Robustness of quadratic vs. Gaussian kernels to symmetry breaking and bandwidth effects in RFM

Determine whether the Mahalanobis quadratic kernel within the Recursive Feature Machine (RFM) algorithm is more robust than the Mahalanobis Gaussian kernel to symmetry-breaking perturbations of the training data, and ascertain whether the kernel bandwidth parameter in either kernel modulates this robustness.

Background

The paper studies grokking and generalization in Recursive Feature Machines (RFM) on algebraic tasks such as modular arithmetic and Abelian group addition. It shows that specific symmetry-preserving train–test partitions (e.g., withholding fixed points under a reflection) can inhibit generalization, and that breaking this symmetry by moving random training points to the test set recovers generalization.

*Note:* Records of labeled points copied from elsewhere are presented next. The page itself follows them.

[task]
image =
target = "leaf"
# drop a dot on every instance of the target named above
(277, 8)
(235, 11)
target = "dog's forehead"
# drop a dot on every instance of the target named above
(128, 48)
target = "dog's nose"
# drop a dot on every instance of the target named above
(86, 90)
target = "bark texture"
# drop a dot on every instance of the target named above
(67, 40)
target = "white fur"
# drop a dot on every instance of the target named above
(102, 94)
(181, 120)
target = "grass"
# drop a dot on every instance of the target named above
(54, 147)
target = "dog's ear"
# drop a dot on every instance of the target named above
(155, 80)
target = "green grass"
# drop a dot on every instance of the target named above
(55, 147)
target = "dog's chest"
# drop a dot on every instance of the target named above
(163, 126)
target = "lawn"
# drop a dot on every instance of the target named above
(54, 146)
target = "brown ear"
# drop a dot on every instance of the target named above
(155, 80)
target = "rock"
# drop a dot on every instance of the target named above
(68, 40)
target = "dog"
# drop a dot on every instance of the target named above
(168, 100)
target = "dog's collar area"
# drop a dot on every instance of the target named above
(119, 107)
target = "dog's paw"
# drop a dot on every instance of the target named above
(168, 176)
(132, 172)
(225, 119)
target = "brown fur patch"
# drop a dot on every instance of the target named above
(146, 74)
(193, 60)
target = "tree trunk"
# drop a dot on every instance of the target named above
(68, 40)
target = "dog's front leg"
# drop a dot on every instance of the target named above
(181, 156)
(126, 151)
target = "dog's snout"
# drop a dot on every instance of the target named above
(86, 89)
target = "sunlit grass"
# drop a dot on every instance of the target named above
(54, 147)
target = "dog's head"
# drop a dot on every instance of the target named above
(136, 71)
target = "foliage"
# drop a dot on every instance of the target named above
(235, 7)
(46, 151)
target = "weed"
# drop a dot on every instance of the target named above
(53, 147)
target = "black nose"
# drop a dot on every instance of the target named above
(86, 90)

Empirically, the authors observe that the quadratic kernel requires moving more random points from train to test to achieve the same improvement in test accuracy compared to the Gaussian kernel. Motivated by this, they explicitly pose as future work determining whether the quadratic kernel is inherently more "robust" to symmetry breaking and whether bandwidth choices in Gaussian or quadratic kernels influence this robustness.

References

We leave it for future work to explore whether the quadratic kernel is more "robust" to symmetry breaking, or whether bandwidth choices in the kernel (whether Gaussian or quadratic) can affect the robustness of the model to symmetry breaking.

Breaking Data Symmetry is Needed For Generalization in Feature Learning Kernels  (2604.00316 - Bernal et al., 31 Mar 2026) in Section 3, Partitions that inhibit generalization (Removing points symmetrically)